Aggiornamento. La leader dei conservatori britannici, Therese May, sta andando dalla regina per cercare di formare il nuovo governo. Sembra aver imbarcato gli Unionisti dell’Irlanda del Nord (12 seggi) che gli assicurerebbero una risicatissima maggioranza. Il rischio non è solo quello della fragilità dei numeri ma anche quello di far esplodere di nuovo il conflitto civile nelle sei contee del Nord Irlanda, dove anche il Sinn Fein ha visto aumentare i propri consensi. 

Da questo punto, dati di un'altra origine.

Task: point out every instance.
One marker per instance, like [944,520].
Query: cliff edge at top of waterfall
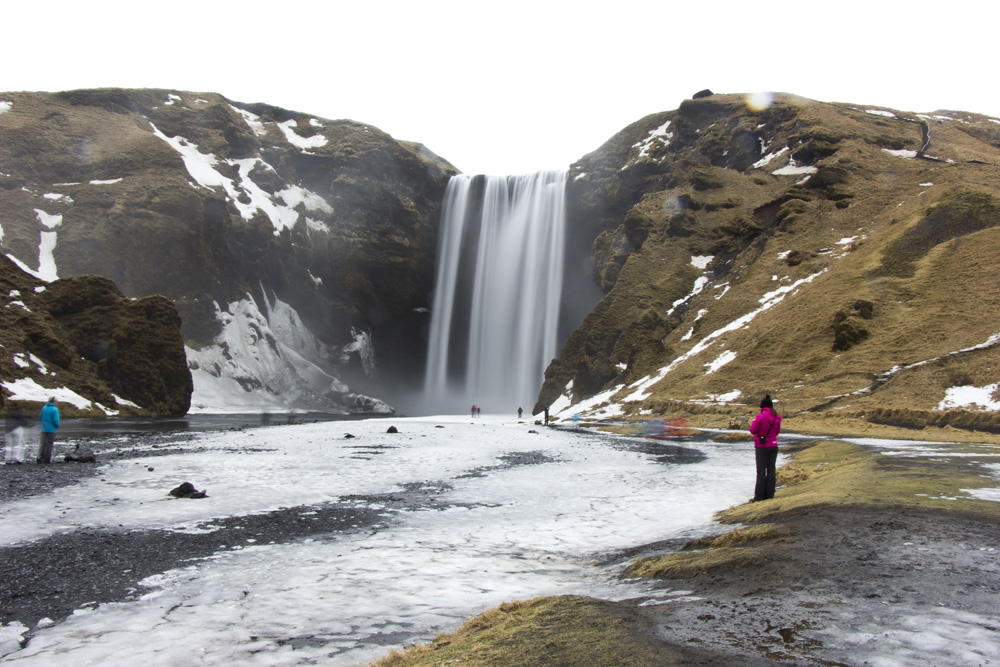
[298,250]
[838,256]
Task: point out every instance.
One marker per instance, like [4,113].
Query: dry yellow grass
[830,473]
[545,632]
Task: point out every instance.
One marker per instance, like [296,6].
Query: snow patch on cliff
[265,358]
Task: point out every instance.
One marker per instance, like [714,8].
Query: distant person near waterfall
[765,428]
[50,424]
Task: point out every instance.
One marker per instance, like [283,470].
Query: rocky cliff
[298,250]
[97,351]
[838,256]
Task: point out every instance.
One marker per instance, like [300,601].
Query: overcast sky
[510,87]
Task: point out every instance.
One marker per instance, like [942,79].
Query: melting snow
[315,141]
[26,389]
[509,533]
[792,169]
[701,261]
[769,300]
[720,361]
[660,135]
[973,398]
[767,158]
[253,120]
[261,359]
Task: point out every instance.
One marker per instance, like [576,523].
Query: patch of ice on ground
[512,533]
[912,637]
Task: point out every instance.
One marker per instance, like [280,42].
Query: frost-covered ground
[472,513]
[508,514]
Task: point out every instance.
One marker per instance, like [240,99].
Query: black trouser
[45,448]
[766,459]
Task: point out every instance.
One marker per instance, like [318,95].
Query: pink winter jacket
[766,426]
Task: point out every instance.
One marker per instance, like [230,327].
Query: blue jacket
[50,418]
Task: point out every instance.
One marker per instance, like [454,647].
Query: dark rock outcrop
[83,334]
[321,231]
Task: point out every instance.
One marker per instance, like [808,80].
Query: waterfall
[494,325]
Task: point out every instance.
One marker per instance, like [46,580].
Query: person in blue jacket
[50,424]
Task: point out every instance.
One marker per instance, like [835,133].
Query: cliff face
[836,256]
[83,341]
[319,233]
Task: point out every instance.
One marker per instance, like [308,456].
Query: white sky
[515,86]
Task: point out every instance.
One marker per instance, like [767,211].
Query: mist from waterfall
[496,305]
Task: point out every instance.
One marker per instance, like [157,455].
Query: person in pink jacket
[765,428]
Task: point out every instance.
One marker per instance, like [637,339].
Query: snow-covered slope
[327,227]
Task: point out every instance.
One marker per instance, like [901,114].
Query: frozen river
[467,514]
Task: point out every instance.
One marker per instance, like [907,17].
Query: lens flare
[759,101]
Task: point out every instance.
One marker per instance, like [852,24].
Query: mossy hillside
[92,339]
[832,473]
[829,237]
[565,631]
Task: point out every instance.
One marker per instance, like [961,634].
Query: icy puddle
[494,513]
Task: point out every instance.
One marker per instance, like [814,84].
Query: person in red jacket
[765,428]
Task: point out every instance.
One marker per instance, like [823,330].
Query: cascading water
[494,326]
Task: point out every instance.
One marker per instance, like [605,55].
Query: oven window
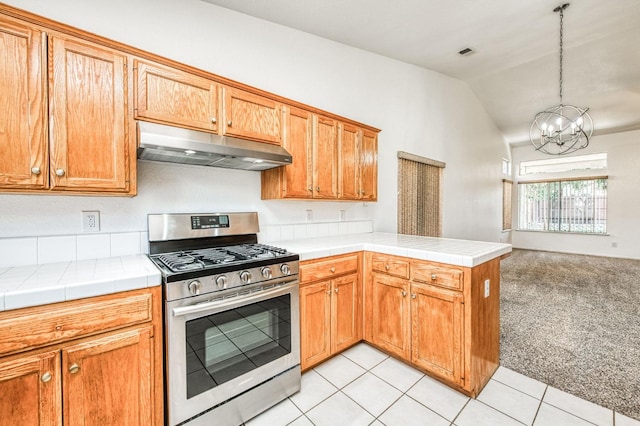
[223,346]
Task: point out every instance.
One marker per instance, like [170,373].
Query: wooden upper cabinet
[89,145]
[23,138]
[348,162]
[251,116]
[368,160]
[30,388]
[170,96]
[325,137]
[109,380]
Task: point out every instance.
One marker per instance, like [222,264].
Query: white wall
[419,111]
[623,201]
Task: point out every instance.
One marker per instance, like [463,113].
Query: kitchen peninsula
[431,302]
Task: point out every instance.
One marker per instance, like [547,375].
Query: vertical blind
[419,195]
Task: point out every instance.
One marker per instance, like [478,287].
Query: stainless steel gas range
[232,333]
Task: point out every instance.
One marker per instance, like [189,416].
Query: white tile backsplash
[18,251]
[93,246]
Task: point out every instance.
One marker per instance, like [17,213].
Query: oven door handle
[207,306]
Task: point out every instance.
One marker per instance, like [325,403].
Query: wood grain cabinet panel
[109,380]
[251,116]
[89,123]
[436,331]
[390,315]
[330,307]
[170,96]
[30,388]
[23,138]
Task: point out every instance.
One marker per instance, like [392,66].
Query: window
[565,164]
[507,186]
[419,197]
[569,205]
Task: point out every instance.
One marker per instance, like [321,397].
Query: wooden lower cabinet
[112,377]
[436,331]
[330,308]
[390,315]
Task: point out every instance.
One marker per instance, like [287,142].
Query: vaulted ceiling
[514,68]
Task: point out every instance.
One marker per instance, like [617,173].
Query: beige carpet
[573,322]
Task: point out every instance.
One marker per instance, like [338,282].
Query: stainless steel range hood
[157,142]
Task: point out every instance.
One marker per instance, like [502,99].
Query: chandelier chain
[561,45]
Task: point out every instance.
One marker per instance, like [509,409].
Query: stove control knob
[194,287]
[245,277]
[284,268]
[266,272]
[221,282]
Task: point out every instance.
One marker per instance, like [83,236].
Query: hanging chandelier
[562,129]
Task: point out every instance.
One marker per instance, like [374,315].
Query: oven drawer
[315,270]
[30,328]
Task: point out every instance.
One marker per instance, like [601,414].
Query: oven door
[218,348]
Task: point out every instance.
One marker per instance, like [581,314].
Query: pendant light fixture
[562,129]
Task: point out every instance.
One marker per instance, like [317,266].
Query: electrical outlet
[90,221]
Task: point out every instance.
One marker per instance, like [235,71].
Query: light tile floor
[363,386]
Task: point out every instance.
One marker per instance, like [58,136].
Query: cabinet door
[170,96]
[250,116]
[324,158]
[30,390]
[348,162]
[298,176]
[88,136]
[315,319]
[346,314]
[108,380]
[23,143]
[390,315]
[436,331]
[369,166]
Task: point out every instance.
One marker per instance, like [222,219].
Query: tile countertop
[443,250]
[34,285]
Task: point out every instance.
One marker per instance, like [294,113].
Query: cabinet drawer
[46,325]
[328,268]
[437,275]
[390,266]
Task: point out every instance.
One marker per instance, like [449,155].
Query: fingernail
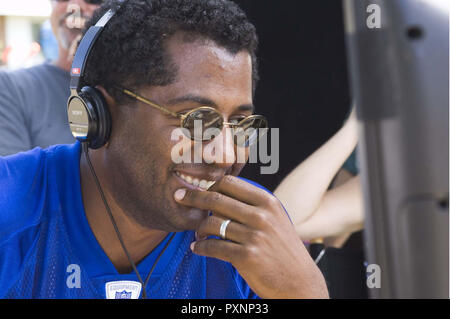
[179,194]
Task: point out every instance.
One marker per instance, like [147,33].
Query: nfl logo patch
[123,290]
[76,71]
[123,295]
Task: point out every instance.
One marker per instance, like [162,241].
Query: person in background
[317,211]
[324,199]
[33,101]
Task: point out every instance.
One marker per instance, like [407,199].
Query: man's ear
[111,105]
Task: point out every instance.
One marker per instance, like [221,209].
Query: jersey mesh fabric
[37,250]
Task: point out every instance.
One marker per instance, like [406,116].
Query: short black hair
[130,51]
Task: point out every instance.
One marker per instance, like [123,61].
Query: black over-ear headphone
[89,117]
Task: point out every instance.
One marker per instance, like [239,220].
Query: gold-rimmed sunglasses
[246,131]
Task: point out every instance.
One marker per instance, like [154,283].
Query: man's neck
[138,241]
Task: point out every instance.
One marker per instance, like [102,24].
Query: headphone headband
[88,113]
[84,49]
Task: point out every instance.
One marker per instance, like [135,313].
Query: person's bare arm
[303,190]
[340,212]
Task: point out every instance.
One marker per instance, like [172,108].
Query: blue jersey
[48,250]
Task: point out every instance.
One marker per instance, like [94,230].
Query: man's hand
[261,243]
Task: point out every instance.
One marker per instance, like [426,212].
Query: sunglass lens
[250,130]
[94,1]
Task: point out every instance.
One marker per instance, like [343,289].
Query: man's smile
[195,182]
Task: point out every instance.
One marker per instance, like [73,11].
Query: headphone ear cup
[101,131]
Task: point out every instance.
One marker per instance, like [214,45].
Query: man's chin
[188,219]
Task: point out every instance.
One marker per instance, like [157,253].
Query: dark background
[303,89]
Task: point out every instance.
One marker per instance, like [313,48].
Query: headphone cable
[85,148]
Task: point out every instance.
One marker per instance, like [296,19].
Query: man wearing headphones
[115,215]
[33,100]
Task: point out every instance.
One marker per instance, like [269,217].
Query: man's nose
[221,150]
[86,8]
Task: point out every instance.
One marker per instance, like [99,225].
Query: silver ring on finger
[223,228]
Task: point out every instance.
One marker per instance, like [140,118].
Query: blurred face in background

Il risultato delle elezioni britanniche si è rivelato peggiore di una sconfitta di uno o dell’altro dei due principali partiti: conservatori e laburisti. Con i dati emersi dalle urne non sarà possibile formare una governo stabile. Un pò come è accaduto in Spagna o accade spesso in Italia. Solo che la Gran Bretagna ce l’hanno spacciata per anni come un modello di stabilità e governabilità perchè è in vigore il sistema elettorale più antidemocratico che esista: quello maggioritario, anzi, il maggioritario “puro”. In pratica è quello che gli analisti chiamano un “cigno nero”.

Il partito conservatore della premier britannica Theresa May infatti è risultato come il primo sulla base allo spoglio parziale del voto, ma ha perso la maggioranza dei seggi in Parlamento. La sterlina ha subito reagito perdendo terreno sia verso il dollaro che verso l’euro, mentre si palesa il timore che la leader conservatrice non riesca a formare un governo e sia costretta alle dimissioni.

Il leader del Partito Laburista Jeremy Corbyn, che partiva con uno svantaggio di 20 punti percentuali ed ha realizzato un recupero rilevante e sorprendente, ha invitato la May a dimettersi, dicendo che “ha perso voti, perso sostegno e perso fiducia”. La straordinaria rimonta di Corbyn non ha messo solo in crisi il governo conservatore, ha anche seppellito Blair e il blairismo, dimostrando che per recuperare consensi non si debba necessariamente “andare a destra” ma magari riprendere in mano i temi sociali più consoni al Labour: salari, nazionalizzazioni, welfare. A Liverpool il Labour Party ha preso quasi l’80% dei voti, tanto per dare un’idea.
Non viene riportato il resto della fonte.